A closure is a function that has access to variables in its outer (enclosing) function's scope,
even after the outer function has returned. This concept is fundamental in functional programming
languages and is often used to create self-contained functions with their own private state.

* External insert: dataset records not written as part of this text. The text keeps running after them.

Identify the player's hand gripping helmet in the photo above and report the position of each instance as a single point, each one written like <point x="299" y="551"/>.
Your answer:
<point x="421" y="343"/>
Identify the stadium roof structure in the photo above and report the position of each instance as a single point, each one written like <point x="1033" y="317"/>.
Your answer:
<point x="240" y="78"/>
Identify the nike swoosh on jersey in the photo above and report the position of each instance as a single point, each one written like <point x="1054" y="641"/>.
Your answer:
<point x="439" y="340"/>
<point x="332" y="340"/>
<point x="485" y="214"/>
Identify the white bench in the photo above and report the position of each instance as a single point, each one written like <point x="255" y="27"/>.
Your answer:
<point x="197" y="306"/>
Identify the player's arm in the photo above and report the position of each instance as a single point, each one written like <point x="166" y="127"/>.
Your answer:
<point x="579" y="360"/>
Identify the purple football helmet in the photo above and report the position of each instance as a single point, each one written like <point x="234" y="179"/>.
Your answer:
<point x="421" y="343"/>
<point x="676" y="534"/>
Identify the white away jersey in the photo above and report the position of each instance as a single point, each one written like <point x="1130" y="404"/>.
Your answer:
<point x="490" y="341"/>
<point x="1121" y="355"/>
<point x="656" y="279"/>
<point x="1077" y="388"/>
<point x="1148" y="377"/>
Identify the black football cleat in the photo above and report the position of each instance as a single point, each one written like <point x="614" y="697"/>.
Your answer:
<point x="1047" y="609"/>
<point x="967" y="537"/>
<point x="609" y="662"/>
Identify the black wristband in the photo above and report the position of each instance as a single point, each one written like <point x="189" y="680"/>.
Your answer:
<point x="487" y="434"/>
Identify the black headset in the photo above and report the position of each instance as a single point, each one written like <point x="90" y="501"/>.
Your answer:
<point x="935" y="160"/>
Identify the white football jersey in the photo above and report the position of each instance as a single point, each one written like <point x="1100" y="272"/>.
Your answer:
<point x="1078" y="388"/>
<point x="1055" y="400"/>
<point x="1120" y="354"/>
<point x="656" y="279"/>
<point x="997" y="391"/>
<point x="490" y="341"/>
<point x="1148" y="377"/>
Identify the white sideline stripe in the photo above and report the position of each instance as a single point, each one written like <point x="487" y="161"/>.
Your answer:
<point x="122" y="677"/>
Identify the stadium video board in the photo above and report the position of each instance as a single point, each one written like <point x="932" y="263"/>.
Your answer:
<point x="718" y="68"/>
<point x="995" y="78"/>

Key characteristics of a closure:

  • Function: A closure is always a function.
  • Access to Outer Variables: It has access to variables defined in its outer function's scope.
  • Persistence of State: The outer function's variables remain accessible even after the outer
    function has finished executing.
def create_counter():
    count = 0

    def increment():
        nonlocal count
        count += 1
        return count

    def get_count():
        return count

    return increment, get_count

increment, get_count = create_counter()

for _ in range(5):
    increment()

print(get_count())  # Output: 5

Common Use Cases:

  • Creating private variables: Closures can be used to create variables that are private
    to a specific function or module.
  • Implementing callbacks: Closures can be used to create functions that can be passed as
    arguments to other functions, capturing specific state.
  • Decorators: Closures are often used to implement decorators, which are functions that
    modify the behavior of other functions.
  • Memoization: Closures can be used to implement memoization techniques, which can improve
    performance by caching the results of function calls.